L'ancien président du FC Barcelone a pris la parole, jeudi, pour défendre Lionel Messi dans la controverse de l'action en justice dont il est l'objet pour fraude fiscale.

Joan Laporta s'est porté à la défense du joueur argentin et de son père, qui pourraient faire face à la justice dans cette affaire.

« Je suis convaincu que ni l'un ni l'autre n'a commis d'infraction, a affirmé M. Laporta à la radio espagnole. Il se pourrait qu'ils n'aient rien à voir dans cette affaire. Peut-être qu'une tierce partie est reponsable.
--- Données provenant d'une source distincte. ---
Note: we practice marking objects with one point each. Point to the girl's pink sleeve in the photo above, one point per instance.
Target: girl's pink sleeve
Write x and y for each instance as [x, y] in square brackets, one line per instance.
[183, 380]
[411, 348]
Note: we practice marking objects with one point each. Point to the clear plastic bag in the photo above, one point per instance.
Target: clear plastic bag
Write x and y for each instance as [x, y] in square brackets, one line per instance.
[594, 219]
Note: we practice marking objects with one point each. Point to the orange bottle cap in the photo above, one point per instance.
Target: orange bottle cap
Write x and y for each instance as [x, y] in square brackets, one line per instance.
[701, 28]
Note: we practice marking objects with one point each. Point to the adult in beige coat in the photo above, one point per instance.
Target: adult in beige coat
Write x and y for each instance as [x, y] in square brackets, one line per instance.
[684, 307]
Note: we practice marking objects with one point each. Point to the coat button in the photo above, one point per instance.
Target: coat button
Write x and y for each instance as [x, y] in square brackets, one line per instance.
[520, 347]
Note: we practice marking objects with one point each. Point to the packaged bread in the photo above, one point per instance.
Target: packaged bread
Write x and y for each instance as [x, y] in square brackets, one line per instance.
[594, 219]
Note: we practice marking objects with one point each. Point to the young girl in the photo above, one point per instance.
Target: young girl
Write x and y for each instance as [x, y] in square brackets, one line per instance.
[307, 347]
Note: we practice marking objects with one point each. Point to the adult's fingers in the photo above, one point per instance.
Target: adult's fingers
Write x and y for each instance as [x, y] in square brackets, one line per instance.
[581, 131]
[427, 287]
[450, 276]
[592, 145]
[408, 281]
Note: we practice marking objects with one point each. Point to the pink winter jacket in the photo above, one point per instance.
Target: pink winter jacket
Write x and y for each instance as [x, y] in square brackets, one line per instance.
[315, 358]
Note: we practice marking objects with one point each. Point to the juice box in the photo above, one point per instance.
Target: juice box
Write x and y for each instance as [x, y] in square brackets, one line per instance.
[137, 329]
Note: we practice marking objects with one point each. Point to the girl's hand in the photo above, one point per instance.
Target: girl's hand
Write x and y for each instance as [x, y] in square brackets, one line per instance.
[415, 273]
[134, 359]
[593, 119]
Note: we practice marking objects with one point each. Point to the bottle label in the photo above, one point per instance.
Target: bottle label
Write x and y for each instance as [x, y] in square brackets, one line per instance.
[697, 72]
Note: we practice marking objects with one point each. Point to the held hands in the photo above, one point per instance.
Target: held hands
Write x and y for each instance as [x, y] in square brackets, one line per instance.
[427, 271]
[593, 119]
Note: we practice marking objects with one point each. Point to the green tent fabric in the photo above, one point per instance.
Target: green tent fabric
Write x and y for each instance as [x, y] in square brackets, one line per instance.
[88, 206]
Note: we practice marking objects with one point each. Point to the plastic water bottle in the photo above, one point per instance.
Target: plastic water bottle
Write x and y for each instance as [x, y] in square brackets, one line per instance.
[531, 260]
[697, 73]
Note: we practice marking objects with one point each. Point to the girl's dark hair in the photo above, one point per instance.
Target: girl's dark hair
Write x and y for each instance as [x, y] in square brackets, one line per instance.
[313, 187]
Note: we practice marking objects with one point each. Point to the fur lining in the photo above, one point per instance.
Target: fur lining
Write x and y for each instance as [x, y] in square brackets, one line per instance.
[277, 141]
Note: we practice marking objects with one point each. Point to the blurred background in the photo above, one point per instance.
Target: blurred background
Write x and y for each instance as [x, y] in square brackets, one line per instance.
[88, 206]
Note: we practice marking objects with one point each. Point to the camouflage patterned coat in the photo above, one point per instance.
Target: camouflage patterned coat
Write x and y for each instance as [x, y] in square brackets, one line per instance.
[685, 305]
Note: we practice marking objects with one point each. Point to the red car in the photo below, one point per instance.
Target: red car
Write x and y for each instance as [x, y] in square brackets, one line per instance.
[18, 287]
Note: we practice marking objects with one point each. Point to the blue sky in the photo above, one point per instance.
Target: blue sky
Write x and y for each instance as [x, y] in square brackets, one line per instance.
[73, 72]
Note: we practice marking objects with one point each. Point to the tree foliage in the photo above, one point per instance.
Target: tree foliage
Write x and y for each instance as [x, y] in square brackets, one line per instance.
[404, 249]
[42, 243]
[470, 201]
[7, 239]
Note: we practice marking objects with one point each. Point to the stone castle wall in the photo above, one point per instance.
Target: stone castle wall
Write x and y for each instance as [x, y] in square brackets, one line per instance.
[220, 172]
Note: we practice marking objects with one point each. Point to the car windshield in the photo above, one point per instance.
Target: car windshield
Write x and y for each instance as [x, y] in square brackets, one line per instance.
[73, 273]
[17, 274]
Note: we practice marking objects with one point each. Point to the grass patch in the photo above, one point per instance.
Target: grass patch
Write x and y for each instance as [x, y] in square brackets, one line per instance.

« Je les connais bien, et ils ont toujours suivi les lois de ce pays, et c'est comme cela qu'ils ont toujours agi avec le club, du moins, quand j'étais président », a ajouté l'ancien patron du FC Barcelone.

Joan Laporta croit que Lionel Messi et sa famille n'ont pas les connaissances nécessaires pour tenter de contourner les lois fiscales en utilisant des entreprises étrangères dans des paradis fiscaux.

« Ils ont toujours été prudents face à ces situations, car ils ne s'y connaissent pas en fiscalité, et ils ont fait affaire avec des conseillers », a précisé M. Laporta.

Lionel Messi dit ne pas avoir commis la moindre faute, « ayant toujours payé ses impôts ».

Le joueur vedette de 25 ans fait l'objet d'une action en justice en Espagne pour fraude d'impôt sur le revenu. L'action a été déposée par un procureur d'État de la région du nord-est de la Catalogne, mercredi, contre le joueur étoile du FC Barcelone et son père, Jorge Horacio Messi.

La procédure concerne un montant de 4 millions d'euros, soit 5,3 millions de dollars canadiens, que les deux hommes n'auraient pas payé au fisc espagnol, qui a resserré ses méthodes de contrôle.

La plainte, signée par le procureur Raquel Amado, a été présentée au palais de justice de Gava, dans la banlieue chic de Barcelone, près de la côte méditerranéenne où l'attaquant argentin réside.

Ils sont accusés de trois crimes contre le trésor public au sujet des déclarations fiscales des années 2007, 2008 et 2009. L'action précise qu'ils auraient fait affaire avec des entreprises « non espagnoles » (en Uruguay et à Belize) pour vendre les droits sur l'image du joueur, afin de payer moins d'impôt en Espagne.

Un juge doit accepter le procès intenté par le procureur avant que des accusations soient portées contre Lionel Messi et son père.